6. Disadvantaged Business Enterprises (DBE) Obligations. State and its contractor agree
to ensure that DBE as defined in Title 49, CFR, Part 26, have the opportunity to participate
in the performance of contracts and subcontracts financed in whole or in part with federal
funds. In this regard, Agency shall take all necessary and reasonable steps in accordance
with Title 49, CFR, Part 26, to ensure that DBE have the opportunity to compete for and
perform contracts. Neither State nor Agency and its contractors shall discriminate on the
basis of race, color, national origin or sex in the award and performance of
federally-assisted contracts. Agency shall carry out applicable requirements of Title 49,
CFR, Part 26, in the award and administration of such contracts. Failure by Agency to carry
out these requirements is a material breach of this Agreement, which may result in the
termination of this contract or such other remedy as State deems appropriate.

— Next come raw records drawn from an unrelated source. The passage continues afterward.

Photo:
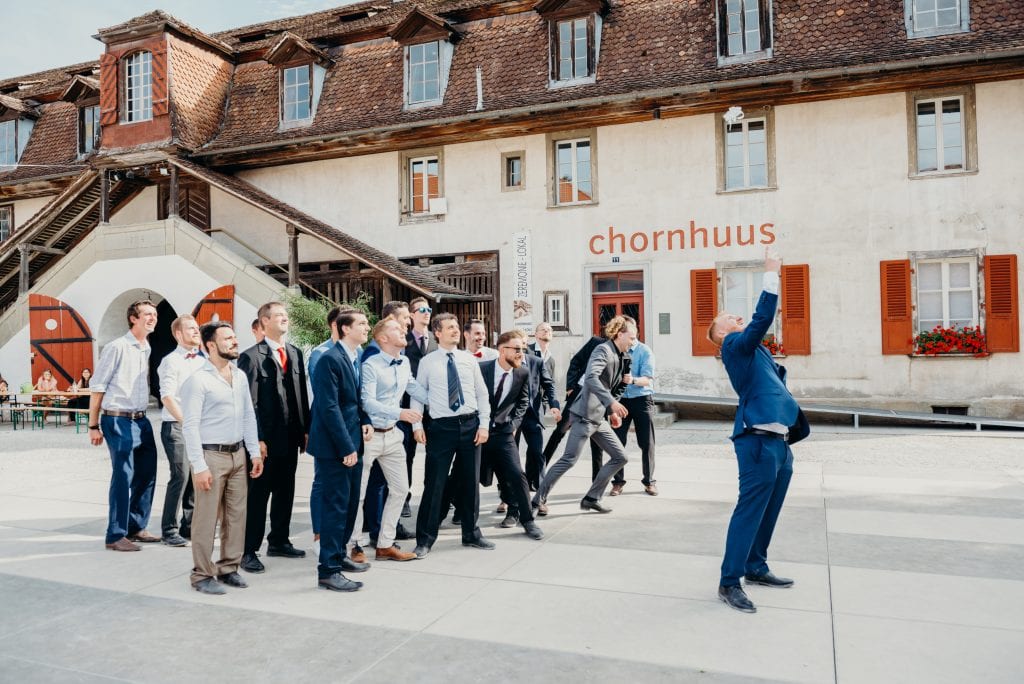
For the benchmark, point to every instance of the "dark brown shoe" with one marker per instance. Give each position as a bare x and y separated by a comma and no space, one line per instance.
124,545
394,553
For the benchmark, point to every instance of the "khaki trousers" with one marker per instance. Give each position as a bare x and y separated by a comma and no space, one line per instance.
387,450
223,503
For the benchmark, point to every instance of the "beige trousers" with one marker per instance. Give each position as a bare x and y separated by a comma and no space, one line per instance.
223,503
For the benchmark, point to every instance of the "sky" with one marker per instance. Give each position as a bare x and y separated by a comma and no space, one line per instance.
47,34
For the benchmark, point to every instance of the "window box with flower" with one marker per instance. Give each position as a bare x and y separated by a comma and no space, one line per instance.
953,341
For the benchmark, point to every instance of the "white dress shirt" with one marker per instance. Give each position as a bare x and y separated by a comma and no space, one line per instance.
432,375
123,375
217,413
173,371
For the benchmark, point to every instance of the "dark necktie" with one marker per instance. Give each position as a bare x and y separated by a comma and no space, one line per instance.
455,387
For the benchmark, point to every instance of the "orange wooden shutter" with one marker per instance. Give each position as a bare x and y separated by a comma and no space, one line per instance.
108,89
704,308
797,309
897,314
1001,310
160,81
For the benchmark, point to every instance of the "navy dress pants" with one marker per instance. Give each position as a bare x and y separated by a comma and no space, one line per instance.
765,469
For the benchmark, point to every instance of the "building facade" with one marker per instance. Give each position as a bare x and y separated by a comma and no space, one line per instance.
560,161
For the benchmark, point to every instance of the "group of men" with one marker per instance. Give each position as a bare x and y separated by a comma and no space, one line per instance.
237,423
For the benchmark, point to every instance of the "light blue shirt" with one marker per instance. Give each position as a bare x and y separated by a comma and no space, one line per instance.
643,367
383,385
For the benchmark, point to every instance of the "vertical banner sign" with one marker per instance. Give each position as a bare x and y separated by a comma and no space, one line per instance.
522,307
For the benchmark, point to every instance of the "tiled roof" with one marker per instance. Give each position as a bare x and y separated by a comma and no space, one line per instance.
411,275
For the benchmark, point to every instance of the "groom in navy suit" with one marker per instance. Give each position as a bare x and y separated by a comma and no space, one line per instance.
768,420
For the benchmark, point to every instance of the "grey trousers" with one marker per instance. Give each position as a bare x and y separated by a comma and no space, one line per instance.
582,432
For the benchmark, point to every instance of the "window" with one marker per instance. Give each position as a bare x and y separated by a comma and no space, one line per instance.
937,17
743,30
747,155
6,221
88,129
512,170
138,87
947,293
296,93
422,185
555,305
942,132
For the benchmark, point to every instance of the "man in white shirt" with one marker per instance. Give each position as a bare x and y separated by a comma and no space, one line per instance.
219,426
174,370
460,412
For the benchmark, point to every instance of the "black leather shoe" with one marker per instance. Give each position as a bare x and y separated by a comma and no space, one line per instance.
735,597
338,583
350,565
479,543
768,580
286,551
232,580
592,505
251,563
209,586
532,530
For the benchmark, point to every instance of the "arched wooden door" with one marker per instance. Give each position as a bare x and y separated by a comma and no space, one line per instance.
60,340
217,305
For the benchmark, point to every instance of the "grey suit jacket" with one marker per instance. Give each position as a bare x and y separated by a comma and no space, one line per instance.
600,382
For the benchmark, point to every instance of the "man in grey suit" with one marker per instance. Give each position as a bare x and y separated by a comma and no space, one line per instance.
596,413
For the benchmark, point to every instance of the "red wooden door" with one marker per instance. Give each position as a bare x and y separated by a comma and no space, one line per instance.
217,305
60,340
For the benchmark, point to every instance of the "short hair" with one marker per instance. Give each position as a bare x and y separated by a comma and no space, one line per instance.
391,306
381,325
436,324
264,311
179,323
472,322
616,326
133,308
209,332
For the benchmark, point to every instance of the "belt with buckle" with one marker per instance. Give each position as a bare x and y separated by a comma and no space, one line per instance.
223,449
134,415
768,433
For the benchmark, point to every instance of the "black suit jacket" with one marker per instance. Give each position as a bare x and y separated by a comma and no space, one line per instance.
267,388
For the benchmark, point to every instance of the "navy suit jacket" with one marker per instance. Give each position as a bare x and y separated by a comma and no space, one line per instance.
759,381
337,413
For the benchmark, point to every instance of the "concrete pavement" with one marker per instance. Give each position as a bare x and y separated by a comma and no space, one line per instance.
907,548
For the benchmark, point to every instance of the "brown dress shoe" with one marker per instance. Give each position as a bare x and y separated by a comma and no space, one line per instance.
394,553
124,545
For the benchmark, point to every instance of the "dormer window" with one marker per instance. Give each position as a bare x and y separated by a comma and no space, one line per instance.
138,87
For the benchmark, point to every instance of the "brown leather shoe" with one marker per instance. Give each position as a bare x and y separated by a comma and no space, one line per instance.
394,553
357,555
124,545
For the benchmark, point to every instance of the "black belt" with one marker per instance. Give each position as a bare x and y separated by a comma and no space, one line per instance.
134,415
223,449
768,433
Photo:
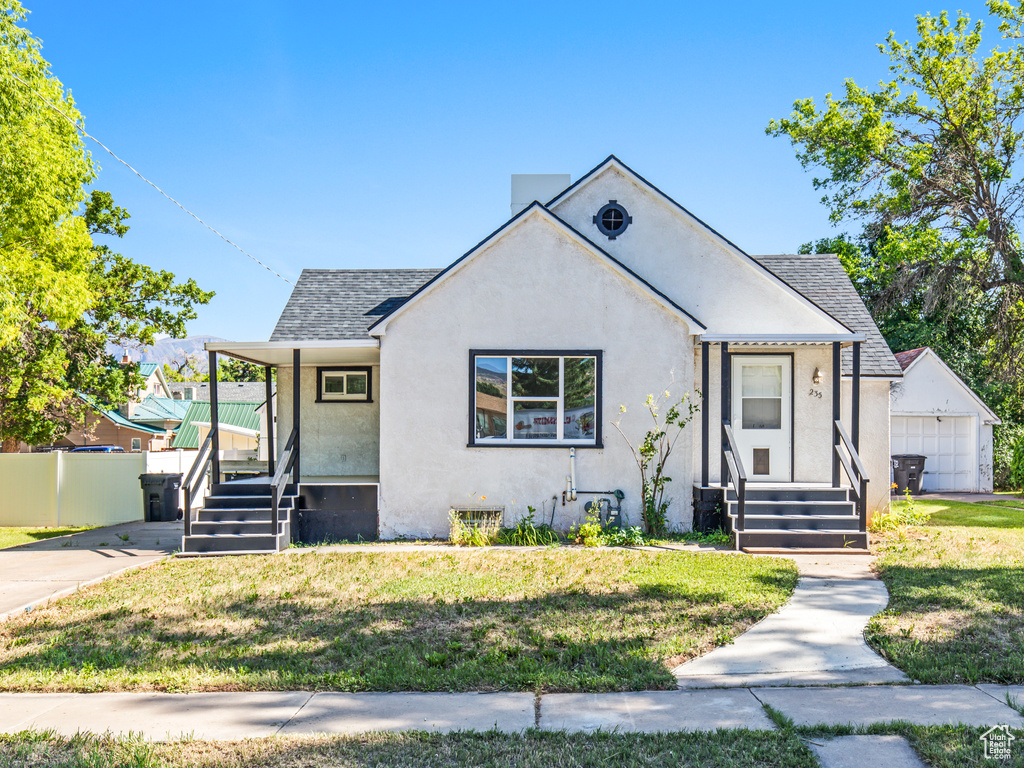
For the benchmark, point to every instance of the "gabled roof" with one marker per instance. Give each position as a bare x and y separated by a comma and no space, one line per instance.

7. The DBE Policy Statement and Obligations shall be included in all subcontracts entered into
under this Agreement.
8. Agency agrees to comply with all applicable civil rights laws, rules and regulations, including
Title V and Section 504 of the Rehabilitation Act of 1973, the Americans with Disabilities Act
of 1990 (ADA), and Titles VI and VII of the Civil Rights Act of 1964.
9. The parties hereto agree and understand that they will comply with all applicable federal,
state, and local laws, regulations, executive orders and ordinances applicable to the work
including, but not limited to, the provisions of ORS 279C.505, 279C.515, 279C.520,
279C.530 and 279B.270, incorporated herein by reference and made a part hereof; Title 23
CFR Parts 1.11, 140, 710, and 771; Title 49 CFR Parts 18, 24 and 26; 2 CFR 225, and
OMB CIRCULAR NO. A-133, Title 23, USC, Federal-Aid Highway Act; Title 41, Chapter 1,
USC 51-58, Anti-Kickback Act; Title 42 USC; Uniform Relocation Assistance and Real
Property Acquisition Policy Act of 1970, as amended and provisions of Federal-Aid Policy
Guide (FAPG).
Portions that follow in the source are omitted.